The trypanosomatids are generally aberrant in their protein N-glycosylation pathways. However, protein N-glycosylation in the African trypanosome Trypanosoma brucei, etiological agent of human African sleeping sickness, is not well understood. Here, we describe the creation of a bloodstream-form T. brucei mutant that is deficient in the endoplasmic reticulum enzyme glucosidase II. Characterization of the variant surface glycoprotein, the main glycoprotein synthesized by the parasite with two N-glycosylation sites, revealed unexpected changes in the N-glycosylation of this molecule. Structural characterization by mass spectrometry, nuclear magnetic resonance spectroscopy, and chemical and enzymatic treatments revealed that one of the two glycosylation sites was occupied by conventional oligomannose structures, whereas the other accumulated unusual structures in the form of Glc alpha 1-3Man alpha 1 - 2Man alpha 1 - 2Man alpha 1 - 3(Man alpha 1 - 6) Man beta 1 - 4GlcNAc beta 1-4GlcNAc, Glc alpha 1 - 3Man alpha 1 - 2Man alpha 1 - 2Man alpha 1 - 3(GlcNAc beta 1-2Man alpha 1 - 6) Man beta 1 - 4GlcNAc beta 1 - 4GlcNAc, and Glc alpha 1 - 3Man alpha 1-2Man alpha 1 - 2Man alpha 1 - 3(Gal beta 1 - 4GlcNAc beta 1 - 2Man alpha 1 - 6) Man beta 1-4GlcNAc beta 1-4GlcNAc.

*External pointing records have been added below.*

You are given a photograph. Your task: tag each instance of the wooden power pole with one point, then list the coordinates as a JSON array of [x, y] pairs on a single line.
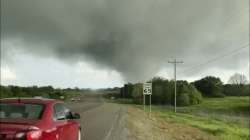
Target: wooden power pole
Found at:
[[175, 62]]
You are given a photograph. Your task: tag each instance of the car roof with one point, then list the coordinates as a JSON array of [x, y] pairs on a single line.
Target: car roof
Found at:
[[29, 100]]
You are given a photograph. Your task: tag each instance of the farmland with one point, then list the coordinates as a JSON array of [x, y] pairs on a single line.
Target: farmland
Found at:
[[219, 118]]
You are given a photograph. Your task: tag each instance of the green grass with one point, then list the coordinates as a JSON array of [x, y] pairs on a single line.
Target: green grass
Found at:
[[226, 118]]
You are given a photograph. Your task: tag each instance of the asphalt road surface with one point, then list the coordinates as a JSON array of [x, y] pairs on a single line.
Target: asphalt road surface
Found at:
[[100, 120]]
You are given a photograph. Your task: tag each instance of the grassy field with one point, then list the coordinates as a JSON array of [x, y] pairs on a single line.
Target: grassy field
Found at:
[[225, 118]]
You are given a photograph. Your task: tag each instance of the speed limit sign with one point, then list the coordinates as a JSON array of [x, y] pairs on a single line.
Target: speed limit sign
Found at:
[[147, 88]]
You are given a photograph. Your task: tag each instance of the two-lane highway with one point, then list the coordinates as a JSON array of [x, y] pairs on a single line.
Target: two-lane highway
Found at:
[[100, 120]]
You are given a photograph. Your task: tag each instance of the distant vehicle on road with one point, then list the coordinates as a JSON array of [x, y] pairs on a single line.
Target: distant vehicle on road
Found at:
[[76, 99], [37, 119]]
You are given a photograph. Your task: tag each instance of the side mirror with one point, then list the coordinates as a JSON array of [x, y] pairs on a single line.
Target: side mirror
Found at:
[[76, 116]]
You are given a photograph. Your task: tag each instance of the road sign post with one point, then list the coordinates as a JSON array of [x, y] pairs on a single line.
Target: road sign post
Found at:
[[147, 90]]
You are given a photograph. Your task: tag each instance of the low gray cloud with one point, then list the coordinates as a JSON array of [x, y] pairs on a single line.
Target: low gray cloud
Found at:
[[133, 37]]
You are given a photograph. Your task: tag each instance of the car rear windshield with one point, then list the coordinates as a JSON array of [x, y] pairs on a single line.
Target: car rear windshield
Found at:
[[20, 111]]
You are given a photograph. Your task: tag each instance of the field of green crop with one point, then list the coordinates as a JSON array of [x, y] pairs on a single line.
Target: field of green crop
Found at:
[[226, 118]]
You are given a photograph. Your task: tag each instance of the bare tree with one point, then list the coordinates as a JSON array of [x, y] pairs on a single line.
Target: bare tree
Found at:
[[238, 79]]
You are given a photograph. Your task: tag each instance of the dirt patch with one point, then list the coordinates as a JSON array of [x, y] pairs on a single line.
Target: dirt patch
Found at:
[[143, 127]]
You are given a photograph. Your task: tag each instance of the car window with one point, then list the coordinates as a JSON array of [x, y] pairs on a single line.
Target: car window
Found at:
[[20, 111], [59, 112]]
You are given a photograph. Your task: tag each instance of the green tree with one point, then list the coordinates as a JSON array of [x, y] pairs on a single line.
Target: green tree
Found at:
[[210, 86]]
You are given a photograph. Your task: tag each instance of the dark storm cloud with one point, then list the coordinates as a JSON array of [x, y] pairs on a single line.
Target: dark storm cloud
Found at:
[[134, 37]]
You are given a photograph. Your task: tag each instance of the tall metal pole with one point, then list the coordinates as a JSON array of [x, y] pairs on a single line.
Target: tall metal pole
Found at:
[[175, 88]]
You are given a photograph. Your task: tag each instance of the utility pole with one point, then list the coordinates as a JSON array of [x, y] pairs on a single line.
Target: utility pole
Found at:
[[175, 62]]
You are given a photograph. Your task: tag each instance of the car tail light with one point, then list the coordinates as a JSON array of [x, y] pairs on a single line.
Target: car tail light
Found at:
[[34, 135]]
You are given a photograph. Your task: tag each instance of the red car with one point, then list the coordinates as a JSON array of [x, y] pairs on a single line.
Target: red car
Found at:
[[37, 119]]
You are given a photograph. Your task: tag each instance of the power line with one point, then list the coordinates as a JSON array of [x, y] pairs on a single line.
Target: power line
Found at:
[[235, 51]]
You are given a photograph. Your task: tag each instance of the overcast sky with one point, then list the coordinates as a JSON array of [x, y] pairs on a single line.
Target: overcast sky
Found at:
[[106, 43]]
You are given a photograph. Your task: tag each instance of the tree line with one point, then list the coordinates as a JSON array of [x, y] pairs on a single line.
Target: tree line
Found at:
[[187, 93]]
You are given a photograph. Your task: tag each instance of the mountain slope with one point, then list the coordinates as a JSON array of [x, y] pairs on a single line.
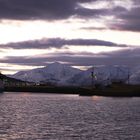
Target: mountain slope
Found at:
[[103, 75], [54, 73]]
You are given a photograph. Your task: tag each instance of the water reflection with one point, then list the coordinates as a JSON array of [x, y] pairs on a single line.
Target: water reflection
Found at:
[[68, 117]]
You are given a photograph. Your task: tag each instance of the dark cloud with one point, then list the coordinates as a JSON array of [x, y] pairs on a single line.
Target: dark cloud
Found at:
[[128, 21], [59, 43], [125, 57], [38, 9]]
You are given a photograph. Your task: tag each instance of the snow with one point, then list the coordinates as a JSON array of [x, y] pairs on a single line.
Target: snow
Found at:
[[61, 74]]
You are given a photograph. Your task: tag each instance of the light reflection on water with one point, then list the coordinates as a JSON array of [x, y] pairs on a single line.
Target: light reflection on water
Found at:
[[28, 116]]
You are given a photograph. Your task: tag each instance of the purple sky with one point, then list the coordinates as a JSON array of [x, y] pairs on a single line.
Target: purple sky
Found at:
[[34, 33]]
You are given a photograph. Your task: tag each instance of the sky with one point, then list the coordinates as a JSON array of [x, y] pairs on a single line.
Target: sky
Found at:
[[79, 33]]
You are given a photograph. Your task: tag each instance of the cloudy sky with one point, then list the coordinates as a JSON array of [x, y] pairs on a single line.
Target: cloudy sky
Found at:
[[80, 33]]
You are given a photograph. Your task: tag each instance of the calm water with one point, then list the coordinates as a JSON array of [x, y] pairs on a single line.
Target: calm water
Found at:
[[27, 116]]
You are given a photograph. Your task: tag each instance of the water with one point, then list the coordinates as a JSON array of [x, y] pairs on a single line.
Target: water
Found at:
[[28, 116]]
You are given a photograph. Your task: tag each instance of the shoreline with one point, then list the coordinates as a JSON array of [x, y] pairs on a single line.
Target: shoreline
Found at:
[[118, 91]]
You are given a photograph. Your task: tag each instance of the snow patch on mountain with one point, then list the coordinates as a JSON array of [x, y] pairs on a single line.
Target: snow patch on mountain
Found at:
[[54, 73]]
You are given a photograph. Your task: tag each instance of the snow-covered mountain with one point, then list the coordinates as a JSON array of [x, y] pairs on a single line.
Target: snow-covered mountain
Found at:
[[61, 74], [54, 73]]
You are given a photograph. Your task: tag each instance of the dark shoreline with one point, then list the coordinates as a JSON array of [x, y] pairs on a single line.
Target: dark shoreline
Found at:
[[114, 91]]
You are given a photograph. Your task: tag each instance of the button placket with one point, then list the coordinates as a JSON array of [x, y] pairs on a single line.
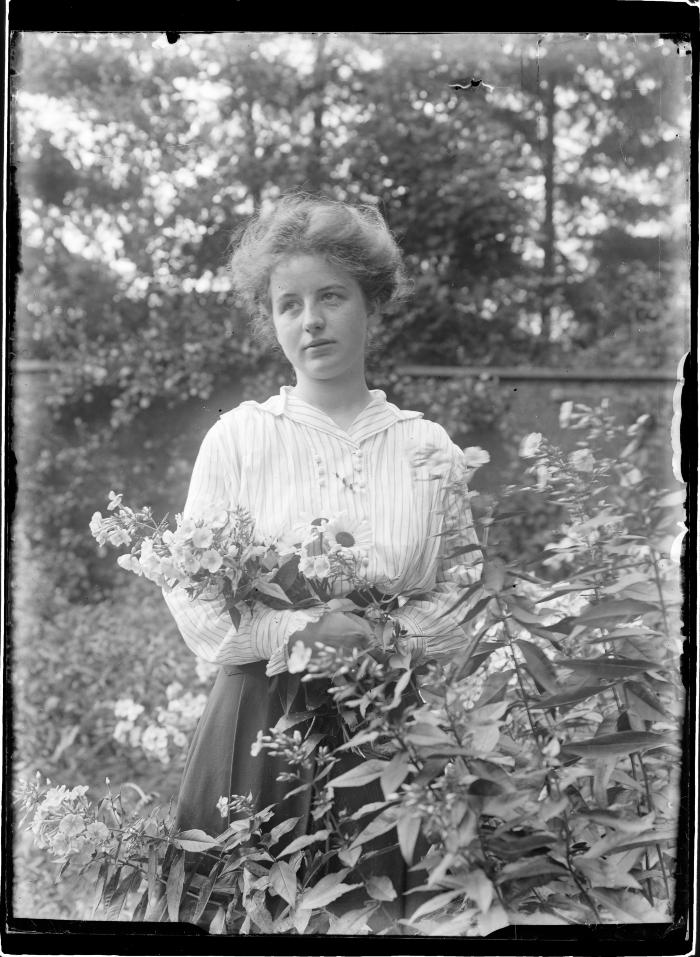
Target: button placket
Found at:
[[358, 471]]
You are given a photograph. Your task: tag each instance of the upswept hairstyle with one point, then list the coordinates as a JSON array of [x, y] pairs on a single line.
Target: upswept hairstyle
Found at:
[[355, 238]]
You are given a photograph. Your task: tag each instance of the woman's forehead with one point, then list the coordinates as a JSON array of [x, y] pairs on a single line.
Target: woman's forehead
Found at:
[[307, 271]]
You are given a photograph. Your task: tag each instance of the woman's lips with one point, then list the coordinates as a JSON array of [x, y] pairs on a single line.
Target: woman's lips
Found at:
[[313, 346]]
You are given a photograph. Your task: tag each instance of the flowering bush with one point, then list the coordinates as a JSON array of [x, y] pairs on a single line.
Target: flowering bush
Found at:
[[541, 769], [166, 731]]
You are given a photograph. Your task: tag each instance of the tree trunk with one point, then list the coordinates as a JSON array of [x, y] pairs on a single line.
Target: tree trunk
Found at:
[[548, 228], [314, 165]]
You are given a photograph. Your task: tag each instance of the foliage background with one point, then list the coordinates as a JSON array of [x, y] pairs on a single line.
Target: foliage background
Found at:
[[544, 220]]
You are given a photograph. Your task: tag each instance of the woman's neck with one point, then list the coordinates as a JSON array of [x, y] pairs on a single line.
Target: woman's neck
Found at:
[[341, 401]]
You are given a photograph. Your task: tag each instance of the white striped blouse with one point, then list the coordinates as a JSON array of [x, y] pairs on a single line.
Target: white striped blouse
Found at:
[[286, 461]]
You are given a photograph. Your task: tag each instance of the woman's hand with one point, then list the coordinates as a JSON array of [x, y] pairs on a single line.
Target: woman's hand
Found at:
[[337, 629]]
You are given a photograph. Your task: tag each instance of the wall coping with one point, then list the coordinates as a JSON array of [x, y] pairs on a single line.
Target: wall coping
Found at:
[[537, 374], [505, 373]]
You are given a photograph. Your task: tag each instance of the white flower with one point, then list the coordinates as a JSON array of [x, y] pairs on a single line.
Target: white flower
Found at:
[[299, 657], [114, 500], [565, 411], [347, 536], [71, 825], [173, 690], [582, 460], [530, 445], [121, 731], [118, 536], [256, 746], [96, 523], [55, 797], [130, 563], [211, 560], [97, 832], [676, 549], [322, 567], [202, 537], [474, 456]]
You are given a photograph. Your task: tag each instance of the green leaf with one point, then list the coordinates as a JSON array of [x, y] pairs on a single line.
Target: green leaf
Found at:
[[305, 841], [218, 924], [272, 590], [139, 913], [608, 667], [350, 856], [625, 843], [194, 840], [174, 886], [379, 825], [100, 886], [524, 616], [464, 596], [361, 774], [381, 889], [539, 866], [283, 881], [569, 696], [327, 890], [291, 719], [353, 922], [645, 704], [435, 903], [395, 773], [284, 828], [494, 687], [610, 609], [474, 661], [478, 888], [475, 610], [493, 576], [367, 809], [624, 742], [408, 829], [495, 919], [205, 892], [627, 908], [129, 884], [539, 666]]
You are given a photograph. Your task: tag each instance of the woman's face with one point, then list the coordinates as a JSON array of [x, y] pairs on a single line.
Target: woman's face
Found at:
[[320, 318]]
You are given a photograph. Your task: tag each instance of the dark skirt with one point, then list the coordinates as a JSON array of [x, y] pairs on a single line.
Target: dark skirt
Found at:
[[242, 702]]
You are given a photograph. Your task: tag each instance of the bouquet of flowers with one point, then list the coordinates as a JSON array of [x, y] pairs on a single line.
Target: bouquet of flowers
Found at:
[[319, 564]]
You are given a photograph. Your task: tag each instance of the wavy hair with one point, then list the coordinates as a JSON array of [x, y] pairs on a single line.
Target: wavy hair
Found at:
[[356, 238]]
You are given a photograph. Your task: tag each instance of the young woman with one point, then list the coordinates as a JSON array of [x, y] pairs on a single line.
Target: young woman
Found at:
[[315, 275]]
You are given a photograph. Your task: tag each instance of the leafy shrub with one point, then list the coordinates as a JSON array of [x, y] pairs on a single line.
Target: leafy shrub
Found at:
[[72, 663]]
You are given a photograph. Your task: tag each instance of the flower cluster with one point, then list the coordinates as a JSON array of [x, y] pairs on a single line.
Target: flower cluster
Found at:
[[63, 821], [167, 730]]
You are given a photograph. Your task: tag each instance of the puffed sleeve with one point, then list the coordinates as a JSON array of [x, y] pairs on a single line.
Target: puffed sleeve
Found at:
[[435, 627], [205, 624]]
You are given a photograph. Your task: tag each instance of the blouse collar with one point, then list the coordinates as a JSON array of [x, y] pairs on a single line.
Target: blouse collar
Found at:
[[376, 416]]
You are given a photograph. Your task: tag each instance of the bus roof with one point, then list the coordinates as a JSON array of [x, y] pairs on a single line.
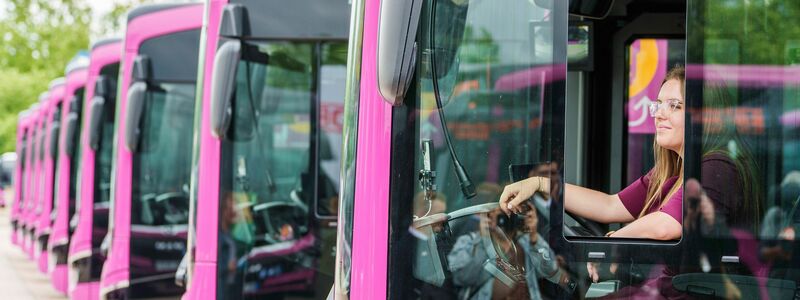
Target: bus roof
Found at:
[[152, 8], [104, 41]]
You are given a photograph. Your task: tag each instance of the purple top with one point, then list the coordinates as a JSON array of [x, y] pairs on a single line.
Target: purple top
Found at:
[[633, 197]]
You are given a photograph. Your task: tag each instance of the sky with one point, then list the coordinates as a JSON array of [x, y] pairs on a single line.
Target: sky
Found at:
[[99, 8]]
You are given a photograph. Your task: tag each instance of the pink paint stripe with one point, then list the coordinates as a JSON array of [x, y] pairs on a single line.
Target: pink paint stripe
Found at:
[[204, 279], [117, 268], [371, 224]]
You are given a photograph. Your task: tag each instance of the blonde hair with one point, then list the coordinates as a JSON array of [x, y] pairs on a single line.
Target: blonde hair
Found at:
[[668, 163]]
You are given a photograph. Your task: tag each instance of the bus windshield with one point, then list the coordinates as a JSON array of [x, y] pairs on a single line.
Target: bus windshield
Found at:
[[103, 154], [161, 168], [75, 159], [279, 161]]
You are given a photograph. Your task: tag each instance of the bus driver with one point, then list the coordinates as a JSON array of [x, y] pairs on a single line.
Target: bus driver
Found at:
[[652, 205]]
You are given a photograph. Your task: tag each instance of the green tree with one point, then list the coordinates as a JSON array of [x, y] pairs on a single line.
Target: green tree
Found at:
[[39, 37]]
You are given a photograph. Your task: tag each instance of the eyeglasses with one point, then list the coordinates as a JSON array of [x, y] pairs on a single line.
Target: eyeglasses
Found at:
[[656, 106]]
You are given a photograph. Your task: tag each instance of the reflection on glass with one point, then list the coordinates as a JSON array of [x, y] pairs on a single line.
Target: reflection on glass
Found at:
[[162, 165], [279, 176], [486, 78]]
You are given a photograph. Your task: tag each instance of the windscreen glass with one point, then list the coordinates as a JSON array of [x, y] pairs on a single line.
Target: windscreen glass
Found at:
[[103, 154], [279, 172], [489, 79], [75, 158], [162, 164]]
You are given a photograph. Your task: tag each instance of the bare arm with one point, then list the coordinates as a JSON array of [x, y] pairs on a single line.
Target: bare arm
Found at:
[[595, 205], [587, 203], [657, 226]]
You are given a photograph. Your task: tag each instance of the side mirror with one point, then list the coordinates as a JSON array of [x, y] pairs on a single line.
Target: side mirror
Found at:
[[397, 47], [223, 83], [136, 98], [102, 91], [594, 9], [54, 129], [96, 107], [72, 126], [182, 273], [234, 21], [133, 114]]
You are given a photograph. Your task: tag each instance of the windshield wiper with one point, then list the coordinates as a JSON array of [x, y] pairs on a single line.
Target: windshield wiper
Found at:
[[467, 187], [267, 174]]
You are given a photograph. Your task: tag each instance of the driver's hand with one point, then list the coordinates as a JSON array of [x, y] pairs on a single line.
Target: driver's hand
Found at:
[[517, 192], [592, 268]]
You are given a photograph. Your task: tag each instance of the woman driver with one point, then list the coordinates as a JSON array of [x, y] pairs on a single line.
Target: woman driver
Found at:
[[652, 204]]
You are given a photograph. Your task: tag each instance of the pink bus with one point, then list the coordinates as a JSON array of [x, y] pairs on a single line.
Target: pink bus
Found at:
[[8, 167], [20, 173], [451, 101], [152, 166], [269, 142], [85, 260], [67, 170], [32, 148], [49, 148]]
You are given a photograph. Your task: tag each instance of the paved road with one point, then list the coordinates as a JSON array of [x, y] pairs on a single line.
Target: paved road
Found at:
[[19, 277]]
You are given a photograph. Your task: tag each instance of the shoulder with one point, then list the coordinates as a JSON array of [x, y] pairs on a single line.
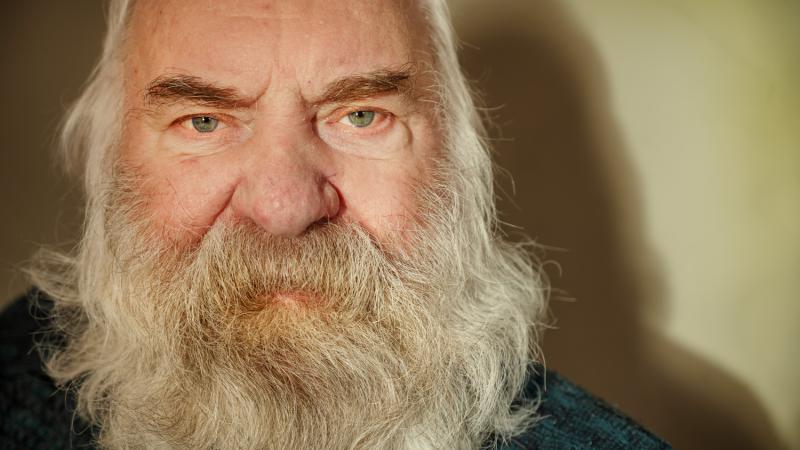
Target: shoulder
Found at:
[[36, 414], [571, 418]]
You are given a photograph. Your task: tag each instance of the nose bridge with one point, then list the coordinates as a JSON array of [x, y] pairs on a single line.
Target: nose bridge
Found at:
[[283, 187]]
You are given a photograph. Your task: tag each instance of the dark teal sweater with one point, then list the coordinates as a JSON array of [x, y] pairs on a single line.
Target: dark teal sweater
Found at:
[[36, 415]]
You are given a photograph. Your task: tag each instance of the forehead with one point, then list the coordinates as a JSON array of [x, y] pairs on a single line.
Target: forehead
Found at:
[[245, 41]]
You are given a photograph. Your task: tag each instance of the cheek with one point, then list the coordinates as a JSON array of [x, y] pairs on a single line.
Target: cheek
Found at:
[[182, 198], [382, 196]]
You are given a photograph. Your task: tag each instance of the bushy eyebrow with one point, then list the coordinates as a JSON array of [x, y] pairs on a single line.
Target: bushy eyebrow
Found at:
[[356, 87], [176, 88], [168, 89]]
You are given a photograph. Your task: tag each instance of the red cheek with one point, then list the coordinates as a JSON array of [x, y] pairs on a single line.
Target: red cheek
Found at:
[[185, 198]]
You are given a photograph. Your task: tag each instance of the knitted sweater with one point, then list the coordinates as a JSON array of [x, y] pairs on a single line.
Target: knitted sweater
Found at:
[[35, 414]]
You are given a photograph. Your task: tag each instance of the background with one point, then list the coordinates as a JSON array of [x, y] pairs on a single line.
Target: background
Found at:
[[652, 148]]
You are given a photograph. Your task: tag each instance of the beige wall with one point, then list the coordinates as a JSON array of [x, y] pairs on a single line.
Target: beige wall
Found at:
[[658, 144], [654, 149]]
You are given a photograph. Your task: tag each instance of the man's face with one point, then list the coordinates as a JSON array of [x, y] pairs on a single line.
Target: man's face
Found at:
[[282, 114]]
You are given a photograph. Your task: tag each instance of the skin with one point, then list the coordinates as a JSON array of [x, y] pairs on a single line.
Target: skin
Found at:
[[283, 157]]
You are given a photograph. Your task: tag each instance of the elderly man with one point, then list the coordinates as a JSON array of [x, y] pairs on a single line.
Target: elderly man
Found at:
[[289, 243]]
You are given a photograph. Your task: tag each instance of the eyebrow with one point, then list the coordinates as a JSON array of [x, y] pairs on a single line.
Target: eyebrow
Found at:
[[360, 86], [177, 88]]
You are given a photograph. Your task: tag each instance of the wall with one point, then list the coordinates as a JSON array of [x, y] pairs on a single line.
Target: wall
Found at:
[[654, 148]]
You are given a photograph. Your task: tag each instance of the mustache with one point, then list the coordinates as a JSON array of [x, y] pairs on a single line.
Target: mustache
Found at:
[[240, 268]]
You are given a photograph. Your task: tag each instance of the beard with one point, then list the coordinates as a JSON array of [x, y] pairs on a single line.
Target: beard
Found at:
[[327, 340]]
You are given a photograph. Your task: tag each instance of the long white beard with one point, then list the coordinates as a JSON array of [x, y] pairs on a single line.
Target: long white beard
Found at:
[[191, 348]]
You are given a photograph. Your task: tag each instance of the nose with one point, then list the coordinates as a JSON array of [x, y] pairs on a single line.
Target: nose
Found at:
[[284, 189]]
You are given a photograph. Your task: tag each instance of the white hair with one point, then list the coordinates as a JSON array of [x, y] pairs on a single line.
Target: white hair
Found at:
[[507, 291]]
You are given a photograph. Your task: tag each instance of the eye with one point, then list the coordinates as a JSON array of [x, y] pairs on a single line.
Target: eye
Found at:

The possibility that these structures might arise from Glc(1)Man(9)GlcNAc(2) by unusually rapid alpha-mannosidase processing was ruled out using a mixture of alpha-mannosidase inhibitors. The results suggest that bloodstream-form T. brucei can transfer both Man(9)GlcNAc(2) and Man(5)GlcNAc(2) to the variant surface glycoprotein in a site-specific manner and that, unlike organisms that transfer exclusively Glc(3)Man(9)GlcNAc(2), the T. brucei UDP-Glc: glycoprotein glucosyltransferase and glucosidase II enzymes can use Man(5)GlcNAc(2) and Glc(1)Man(5)GlcNAc(2), respectively, as their substrates. The ability to transfer Man(5)GlcNAc(2) structures to N-glycosylation sites destined to become Man(4-3)GlcNAc(2) or complex structures may have evolved as a mechanism to conserve dolichol-phosphate-mannose donors for glycosylphosphatidylinositol anchor biosynthesis and points to fundamental differences in the specificities of host and parasite glycosyltransferases that initiate the synthesis of complex N-glycans.